Although we did not attempt to measure it, it is our belief (and the belief of many others over the decades) that players appreciate effort put into AI if it is the right kind of effort. It is common to hear that players loved an AI’s external signs of intelligence, meaning the AI said out loud what it was thinking. Many players might not recognize or appreciate an AI that flanks them (the AI behaving intelligently), but they do appreciate when an AI explicitly shouts “let’s flank them” (the AI claiming it is behaving intelligently). In game AI, words sometimes speak louder than actions. Our experience in other games with emotional characters suggests players react strongly to NPCs that cry, laugh, shiver, and otherwise outwardly show signs of thinking. We suspect that if we had included an AI that said before each attack “attack the wolves, their speed is a threat to us” or “we can finish off that giant, everyone focus on him,” it would have been perceived as significantly more intelligent than the others. We think players appreciate intelligence; the tests here simply indicate that they do not seem to be very good at recognizing it. Perhaps the lesson to take away is that it is the AI designer’s job to make sure they do not miss it.

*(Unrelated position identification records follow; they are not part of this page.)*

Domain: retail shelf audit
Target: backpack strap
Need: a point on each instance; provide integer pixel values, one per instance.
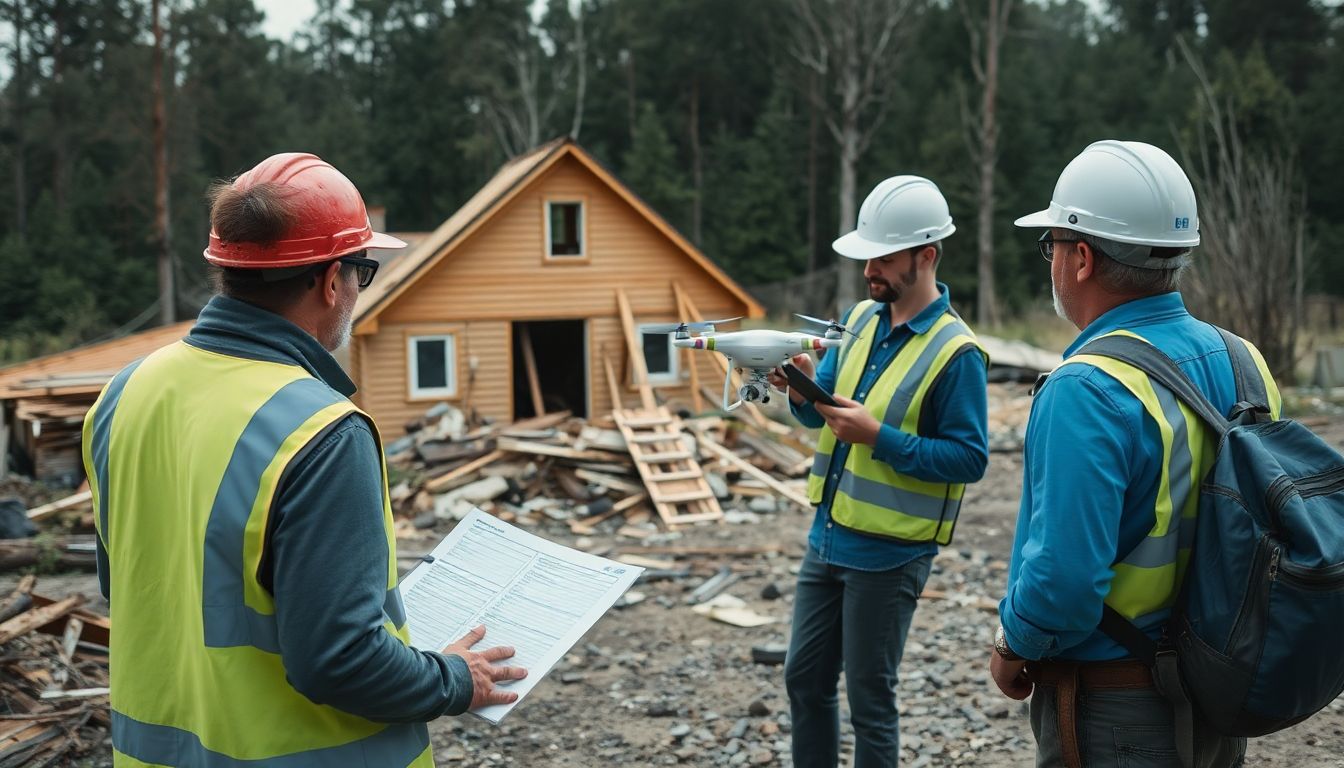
(1251, 397)
(1161, 369)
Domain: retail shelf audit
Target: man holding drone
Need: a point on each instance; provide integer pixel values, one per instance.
(893, 462)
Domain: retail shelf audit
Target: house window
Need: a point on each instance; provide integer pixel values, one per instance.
(565, 223)
(433, 366)
(659, 358)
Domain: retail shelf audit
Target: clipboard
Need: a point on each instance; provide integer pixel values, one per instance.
(809, 389)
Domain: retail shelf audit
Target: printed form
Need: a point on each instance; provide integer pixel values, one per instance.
(531, 593)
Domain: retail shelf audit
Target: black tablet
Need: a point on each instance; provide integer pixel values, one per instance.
(809, 389)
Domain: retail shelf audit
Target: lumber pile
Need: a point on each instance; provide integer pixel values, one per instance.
(631, 471)
(53, 678)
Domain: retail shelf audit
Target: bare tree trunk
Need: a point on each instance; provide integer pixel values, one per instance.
(847, 276)
(987, 303)
(696, 166)
(581, 53)
(167, 292)
(20, 106)
(813, 97)
(59, 133)
(631, 110)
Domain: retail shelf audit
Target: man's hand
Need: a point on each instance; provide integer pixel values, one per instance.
(778, 381)
(484, 674)
(1011, 677)
(851, 421)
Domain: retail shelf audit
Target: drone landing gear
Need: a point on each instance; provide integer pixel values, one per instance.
(756, 389)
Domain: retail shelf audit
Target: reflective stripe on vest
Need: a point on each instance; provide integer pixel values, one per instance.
(186, 482)
(1148, 579)
(870, 495)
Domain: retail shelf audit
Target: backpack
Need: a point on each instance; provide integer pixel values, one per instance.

What makes a game fun, at least when it comes to an AI opponent? We do not know. In this experiment, how much the player enjoyed playing a particular AI opponent did not correlate with actual or perceived difficulty or intelligence, nor did it correlate with how realistic the opponent was considered. It also did not correlate with the player’s ability to recognize, understand, or appreciate the AI’s strategy because the players could not. Hustling AIs that tried to give the player a chance to win without letting them know are placed in the top two spots for fun AI, but hustlers are also placed in two of the three bottom spots so it clearly is not that. It truly surprised us that a random AI tied for second as the most fun AI. Our initial thought was that the game we used must be poorly designed if a random AI is seen as just as viable as purposeful ones, but we reminded ourselves that our test bed is based on one of the most popular games in history.
This brings us to our final observation–players invent stories for the nonplayer-controlled characters in the game. They see cheating, bias, motivations, and desires where none exist. And while we did not capture it in our spreadsheets, anecdotally it seemed that players enjoyed the game more when they felt their opponent had that level of personality. If we wanted the player to have more fun, perhaps we should worry less about optimizing the AI for winning and worry more about giving it the appearance of desires, motivations, biases, and back stories.